Similarly, a successful transformation or new initiative requires adoption by end users. Having someone adept at leading change management initiatives, gaining buy-in and support, not just from executive leaders and decision-makers but also from individual contributors, is crucial.
These efforts succeed when viewed as a critical priority by executive leadership. Buy-in from senior levels influences individuals at the contributor level, ensuring the success of such transformations in the long run."
Q: What are the key challenges you've encountered when recruiting tech talent for traditional insurance companies?
MD: "There are a lot of challenges in recruiting tech talent in insurance companies. First and foremost is the pure competition for talent out there. It's something most insurance companies are considering and trying to recruit for. Attracting the right candidates with the right skill sets can sometimes be a challenge. This also relates to compensation levels.
Bringing someone from outside the industry might require more flexibility in the total compensation package. Another aspect we've occasionally seen, especially with newer initiatives within a business, is the need to be specific and clear on position requirements. Avoiding overly onerous requirements can widen the range of candidates to consider and attract stronger talent.
Also, ensuring individuals don't serve multiple functions but have separate roles is crucial, not only for talent attraction but also for their long-term success and retention. Recruitment is just one part of the candidate experience. In technology-related functions, there tends to be higher turnover rates, with some spending 2 to 3 years or even less in a role before seeking newer challenges.
It's about seeking newer and greater challenges and building skill sets, embracing, and supporting these individuals from a cultural perspective, responding to their talent development needs, and providing growth opportunities. This will be critical in retaining and nurturing talent."
Q: When it comes to advancing with Al, should insurance companies prioritise developing in-house talent or forming partnerships?
MD: "It's a tricky question. Talent can tend to be more expensive, especially within a specialized vertical. It really depends on the use case and what the company is aiming to do. If they want to automate claims functionality, interactions with customers, or the underwriting process, having dedicated talent in-house would certainly be critical.

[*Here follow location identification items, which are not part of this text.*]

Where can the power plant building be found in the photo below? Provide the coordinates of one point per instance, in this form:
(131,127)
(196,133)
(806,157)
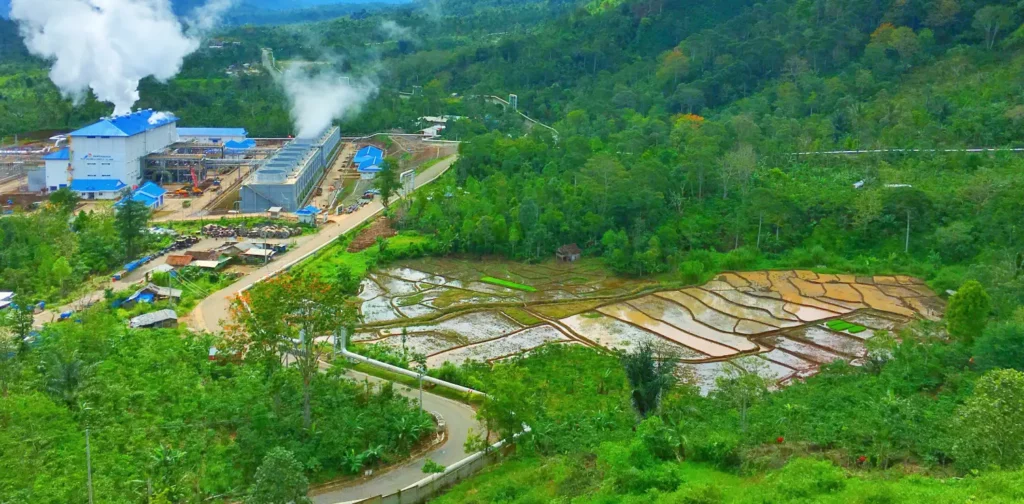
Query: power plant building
(287,178)
(107,157)
(213,136)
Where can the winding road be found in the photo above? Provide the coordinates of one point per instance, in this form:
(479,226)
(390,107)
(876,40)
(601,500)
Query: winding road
(213,311)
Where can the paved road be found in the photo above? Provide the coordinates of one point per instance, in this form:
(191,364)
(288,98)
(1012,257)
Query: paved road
(460,419)
(210,313)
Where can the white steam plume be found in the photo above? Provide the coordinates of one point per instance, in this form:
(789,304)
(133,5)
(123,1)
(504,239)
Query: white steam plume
(392,30)
(109,45)
(317,100)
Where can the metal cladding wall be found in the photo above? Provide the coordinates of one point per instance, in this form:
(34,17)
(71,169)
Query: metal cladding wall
(287,178)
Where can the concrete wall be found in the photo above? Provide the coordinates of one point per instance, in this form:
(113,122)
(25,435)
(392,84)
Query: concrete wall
(56,174)
(434,485)
(37,179)
(286,179)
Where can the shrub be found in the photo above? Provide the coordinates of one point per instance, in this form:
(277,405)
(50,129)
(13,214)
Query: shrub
(968,312)
(691,271)
(988,423)
(431,467)
(717,448)
(1000,346)
(741,258)
(804,478)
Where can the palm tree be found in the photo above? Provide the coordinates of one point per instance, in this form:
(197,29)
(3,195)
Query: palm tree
(66,377)
(648,377)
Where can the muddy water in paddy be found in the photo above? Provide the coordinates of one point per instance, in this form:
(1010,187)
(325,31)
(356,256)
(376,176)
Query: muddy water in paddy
(771,317)
(629,313)
(683,319)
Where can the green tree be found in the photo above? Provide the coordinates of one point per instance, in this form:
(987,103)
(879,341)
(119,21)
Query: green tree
(280,479)
(66,377)
(61,271)
(303,309)
(1000,345)
(130,221)
(649,378)
(387,180)
(988,426)
(991,19)
(968,311)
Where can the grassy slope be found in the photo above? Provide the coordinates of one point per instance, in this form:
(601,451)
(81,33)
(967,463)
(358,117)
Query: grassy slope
(535,479)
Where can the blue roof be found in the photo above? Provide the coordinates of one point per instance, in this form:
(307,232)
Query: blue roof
(61,155)
(369,167)
(148,195)
(128,125)
(98,185)
(241,145)
(212,132)
(369,153)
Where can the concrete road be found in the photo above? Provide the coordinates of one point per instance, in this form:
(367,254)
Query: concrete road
(459,418)
(210,313)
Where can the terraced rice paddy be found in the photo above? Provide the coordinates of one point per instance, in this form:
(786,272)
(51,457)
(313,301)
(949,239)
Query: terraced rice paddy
(781,325)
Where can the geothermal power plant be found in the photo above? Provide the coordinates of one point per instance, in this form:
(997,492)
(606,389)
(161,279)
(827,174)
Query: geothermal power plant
(123,153)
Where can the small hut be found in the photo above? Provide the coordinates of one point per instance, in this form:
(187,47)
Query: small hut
(568,253)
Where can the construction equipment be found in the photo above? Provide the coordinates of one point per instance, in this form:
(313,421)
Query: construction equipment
(196,191)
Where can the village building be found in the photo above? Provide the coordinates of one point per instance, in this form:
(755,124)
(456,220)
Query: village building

But it goes back to the “build vs. buy” question. For most insurance companies, partnership opportunities might serve the need more effectively. Leveraging experts in a specific field, such as the leaders in AI at Google, offers a chance to partner with them and use their technology rather than building something from scratch.
This tends to be a lower investment from a cost perspective but can yield similar results. Finding someone with the ability to bring a strategic view to developing these programs is more critical than having dedicated expertise in-house."